My friend is depressed. Her apartment is a mess. Piles of dishes are in the sink. Crumbs, dirt and garbage are in all the rooms. Larry and I think, why doesn’t she do something – like clean up this mess?
We care about Kathy, so we hire a cleaning service. Does that help? Makes us feel better, but probably doesn’t help Kathy much because Kathy is depressed.
We encourage Kathy to get up, go out and do something! Volunteer. Learn some new interesting things. In essence we suggest, “Buck up.” We know in our heads that depression isn’t something you just shake off, but that’s what we want Kathy to do, “buck up and get on with her life.”
Then one day, I opened up the Wall Street Journal and an article jumps off one of the pages and confronts me. The article title is, “To Be a Friend in a Time of Need, Talk Less, Listen More” by Elizabeth Bernstein. One of her suggestions is, “Offer to talk, but don’t pressure. Think of yourself as a “distraction”—someone to have fun with.”
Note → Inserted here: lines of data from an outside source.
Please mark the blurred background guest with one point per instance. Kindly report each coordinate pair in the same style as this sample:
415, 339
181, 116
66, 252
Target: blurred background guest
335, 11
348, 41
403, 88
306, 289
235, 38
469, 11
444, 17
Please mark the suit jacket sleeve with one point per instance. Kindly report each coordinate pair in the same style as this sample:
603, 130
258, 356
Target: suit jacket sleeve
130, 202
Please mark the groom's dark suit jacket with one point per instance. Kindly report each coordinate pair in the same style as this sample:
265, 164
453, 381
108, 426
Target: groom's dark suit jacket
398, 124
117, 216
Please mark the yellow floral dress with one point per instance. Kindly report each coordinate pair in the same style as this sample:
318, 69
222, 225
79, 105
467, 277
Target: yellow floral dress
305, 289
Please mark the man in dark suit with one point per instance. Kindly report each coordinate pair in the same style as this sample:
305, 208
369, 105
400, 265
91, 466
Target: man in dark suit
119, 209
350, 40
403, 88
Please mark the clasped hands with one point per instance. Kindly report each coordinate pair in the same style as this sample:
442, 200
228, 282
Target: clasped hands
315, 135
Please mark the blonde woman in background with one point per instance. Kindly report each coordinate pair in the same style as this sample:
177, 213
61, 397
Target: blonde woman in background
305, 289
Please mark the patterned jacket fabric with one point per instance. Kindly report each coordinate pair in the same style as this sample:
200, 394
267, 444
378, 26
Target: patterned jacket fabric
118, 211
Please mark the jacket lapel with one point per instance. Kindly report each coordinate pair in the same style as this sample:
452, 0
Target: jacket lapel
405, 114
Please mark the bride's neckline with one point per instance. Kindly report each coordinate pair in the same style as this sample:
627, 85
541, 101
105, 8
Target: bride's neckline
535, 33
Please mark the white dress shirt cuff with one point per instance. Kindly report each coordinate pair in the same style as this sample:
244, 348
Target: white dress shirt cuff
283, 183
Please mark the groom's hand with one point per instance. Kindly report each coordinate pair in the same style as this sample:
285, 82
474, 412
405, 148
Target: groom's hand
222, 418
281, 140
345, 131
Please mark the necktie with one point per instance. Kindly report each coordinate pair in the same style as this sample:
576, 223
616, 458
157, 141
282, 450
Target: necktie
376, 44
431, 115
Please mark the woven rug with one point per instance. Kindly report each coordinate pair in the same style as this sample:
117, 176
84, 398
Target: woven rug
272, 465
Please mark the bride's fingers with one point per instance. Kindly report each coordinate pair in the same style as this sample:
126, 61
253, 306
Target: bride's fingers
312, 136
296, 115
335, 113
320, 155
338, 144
I am supposed to be a distraction—someone for Kathy to have fun with? So Larry and I think of some ways to have fun with Kathy:
- She loves books and reads one book on most days. We could go to a used book store with Kathy and browse.
- We could invite her to go to a movie, or have her over to our house for popcorn and a movie.
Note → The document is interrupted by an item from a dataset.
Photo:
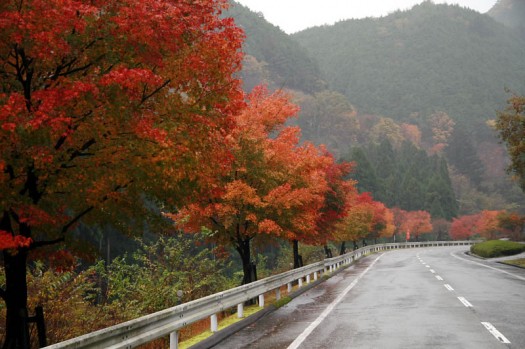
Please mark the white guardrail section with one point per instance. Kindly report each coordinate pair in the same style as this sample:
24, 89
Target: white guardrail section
169, 321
- She likes to watch football and basketball. We could watch a game with her.
- Kathy likes prime rib at a certain local restaurant. We could set up a standing date once a month. That would also give her something to look forward to each month.
We will try to be a distraction—someone to have fun with. We will try to stop fixing her problems and try enjoying her as a person. Be a fun distraction to someone who is depressed.